Read about dazzle-painted warships here. Google finds a many examples here.
My thanks to Malcolm Woods for spotting this one!
PS – Inspired by his discoveries, Malcolm went on to find more examples of dazzle in art and elsewhere, including this painting of the Olympic, paintings by John Everett, and examples of a very demure 1919 fashion for dazzle swimsuits published by the weblog Camoupedia.
There are still more here, including an article headed ‘Camouflage Sylphs on Coney Island an Optical Illusion: Stripes of Bathing Costumes Used by Plump Persons to Conceal Full Extent of Their Plumpness’ – this concludes thus:
‘Following the service yesterday of fourteen summons upon persons who appeared in the streets in uncovered bathing suits the suggestion was made that camouflage might be perfected to the point where it would hide offenders from the eagle-eyed Coney Island police.’

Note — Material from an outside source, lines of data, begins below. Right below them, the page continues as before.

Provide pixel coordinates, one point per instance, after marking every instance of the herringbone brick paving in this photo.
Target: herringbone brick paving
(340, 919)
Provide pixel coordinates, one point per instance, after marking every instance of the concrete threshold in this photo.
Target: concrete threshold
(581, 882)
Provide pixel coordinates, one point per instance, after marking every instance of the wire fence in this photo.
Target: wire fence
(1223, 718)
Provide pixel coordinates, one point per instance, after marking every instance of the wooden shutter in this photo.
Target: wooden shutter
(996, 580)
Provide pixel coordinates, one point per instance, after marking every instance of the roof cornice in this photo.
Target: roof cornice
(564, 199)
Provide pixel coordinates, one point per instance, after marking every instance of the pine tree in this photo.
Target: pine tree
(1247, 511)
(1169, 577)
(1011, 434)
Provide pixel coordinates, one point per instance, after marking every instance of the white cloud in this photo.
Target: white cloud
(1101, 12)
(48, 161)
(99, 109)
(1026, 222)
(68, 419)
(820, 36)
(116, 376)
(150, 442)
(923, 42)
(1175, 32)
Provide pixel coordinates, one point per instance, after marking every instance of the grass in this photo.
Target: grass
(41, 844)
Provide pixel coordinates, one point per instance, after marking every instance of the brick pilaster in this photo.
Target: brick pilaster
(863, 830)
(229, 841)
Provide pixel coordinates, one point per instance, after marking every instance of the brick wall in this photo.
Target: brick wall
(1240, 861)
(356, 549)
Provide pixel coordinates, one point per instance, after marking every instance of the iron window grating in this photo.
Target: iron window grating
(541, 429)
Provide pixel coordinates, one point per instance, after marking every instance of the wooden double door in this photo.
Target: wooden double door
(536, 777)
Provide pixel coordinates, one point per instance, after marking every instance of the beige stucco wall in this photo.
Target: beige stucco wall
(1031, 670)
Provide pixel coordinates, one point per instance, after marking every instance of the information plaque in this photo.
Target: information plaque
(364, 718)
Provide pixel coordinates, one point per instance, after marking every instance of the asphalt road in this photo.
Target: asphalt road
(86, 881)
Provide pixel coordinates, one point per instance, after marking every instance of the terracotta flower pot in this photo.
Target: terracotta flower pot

Elsewhere, a fashion writer puts it this way:
‘If you see coming toward you a woman who in some unaccountable way seems to melt into a sort of rainbow mass above the shoulders, don’t be alarmed; try to find her hat.’
Gosh. Swimming costumes are a bit of a departure for this weblog. If you need more images of dazzle-painted ships to return things to their usual calm order, there are many more examples on the Google Image search.